Can't specify both fingerprint and SSLContext for client request

[jeremy-hiatt]

Long story short

It appears that 4.0 will remove all the SSL parameters from the TCPConnector class except for a single ssl parameter (#2626). This appears to be quite limiting: for example, it would no longer be possible to supply a client certificate and simultaneously pin the expected server certificate. The former requires you to pass the SSLContext configured with the client certificate as the ssl parameter, but for the latter you would have to pass a Fingerprint. Is there a recommendation for how this could be achieved?

Expected behaviour

Should be possible to make a request with BOTH a client certificate and a pinned server certificate.

Actual behaviour

It appears this will be removed with no alternative offered in 4.0.

Steps to reproduce

N/A

Your environment

client

[webknjaz]

It looks like those were dropped in #3548

[webknjaz]

@asvetlov it looks like an API design regression: we should probably separate ssl context and fingerprint.

Another thought: one arg to rule them all smells like a godobject antipattern.
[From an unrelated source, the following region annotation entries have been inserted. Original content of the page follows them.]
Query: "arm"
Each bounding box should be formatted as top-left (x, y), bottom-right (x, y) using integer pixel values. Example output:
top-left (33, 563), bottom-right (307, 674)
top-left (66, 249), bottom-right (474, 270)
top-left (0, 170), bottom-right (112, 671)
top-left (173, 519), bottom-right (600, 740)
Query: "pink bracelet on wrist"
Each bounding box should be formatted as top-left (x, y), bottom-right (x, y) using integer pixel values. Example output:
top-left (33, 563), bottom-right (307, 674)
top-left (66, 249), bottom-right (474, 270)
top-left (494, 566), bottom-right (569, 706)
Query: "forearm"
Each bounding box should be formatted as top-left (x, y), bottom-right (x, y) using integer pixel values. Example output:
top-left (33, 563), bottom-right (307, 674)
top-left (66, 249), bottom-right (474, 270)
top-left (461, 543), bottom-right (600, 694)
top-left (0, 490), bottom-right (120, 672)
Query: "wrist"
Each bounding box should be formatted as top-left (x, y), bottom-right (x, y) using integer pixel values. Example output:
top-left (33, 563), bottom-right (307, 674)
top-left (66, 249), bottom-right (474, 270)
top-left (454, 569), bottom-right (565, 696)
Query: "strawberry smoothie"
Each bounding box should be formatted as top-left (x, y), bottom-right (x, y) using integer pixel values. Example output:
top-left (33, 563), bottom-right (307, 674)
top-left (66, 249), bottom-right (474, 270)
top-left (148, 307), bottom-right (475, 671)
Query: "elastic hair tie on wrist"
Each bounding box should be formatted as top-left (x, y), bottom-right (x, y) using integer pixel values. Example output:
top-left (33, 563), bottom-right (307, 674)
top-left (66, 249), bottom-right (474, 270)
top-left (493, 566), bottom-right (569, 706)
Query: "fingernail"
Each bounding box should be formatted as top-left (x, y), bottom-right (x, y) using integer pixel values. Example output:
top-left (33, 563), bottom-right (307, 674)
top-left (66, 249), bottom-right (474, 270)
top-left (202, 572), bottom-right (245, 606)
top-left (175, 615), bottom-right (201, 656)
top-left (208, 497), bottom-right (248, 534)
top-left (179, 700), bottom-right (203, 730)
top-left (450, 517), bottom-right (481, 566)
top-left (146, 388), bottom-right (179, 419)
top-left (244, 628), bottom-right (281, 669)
Maybe it's a wrong decision after all?

[jeremy-hiatt]

Following up on this...

I see a couple of options here:

1. Revert back to a pattern where SSL is configured through multiple non-orthogonal parameters.
2. Find a way to (ab)use inheritance to allow a single parameter to specify the fingerprint and configure the SSLContext as desired.

I'm happy to submit a patch if we can reach agreement on the best path forward.

[webknjaz]

Yeah, Andrew and I discussed this privately and thought that it probably needs to be done on the stdlib side and is probably in the scope of https://www.python.org/dev/peps/pep-0543/ (which I notified @tiran about, I think he wanted to add come hook for an extra validation callback).

Personally, I think that it's probably mostly fine to extend SSLContext but Andrew seems to dislike this idea.

[jeremy-hiatt]

Thanks for the update. I did some experimentation with the multiple inheritance route; unfortunately it doesn't look easy to create an object that looks like both a Fingerprint and an SSLContext. I think Andrew's instincts were correct there.

For now I can work around the issue by implementing a subclass of TCPConnector and extending _get_fingerprint() to check an additional attribute.

[tiran]

It's currently not possible to implement cert pinning with Python's ssl module. To implement it correctly, the pinned cert must be verified during the handshake. In case of an error, the handshake must be aborted before a client cert is verified and error must be signalled with a bad_certificate alert.

[webknjaz]

@tiran is that because the client cert may contain sensitive data?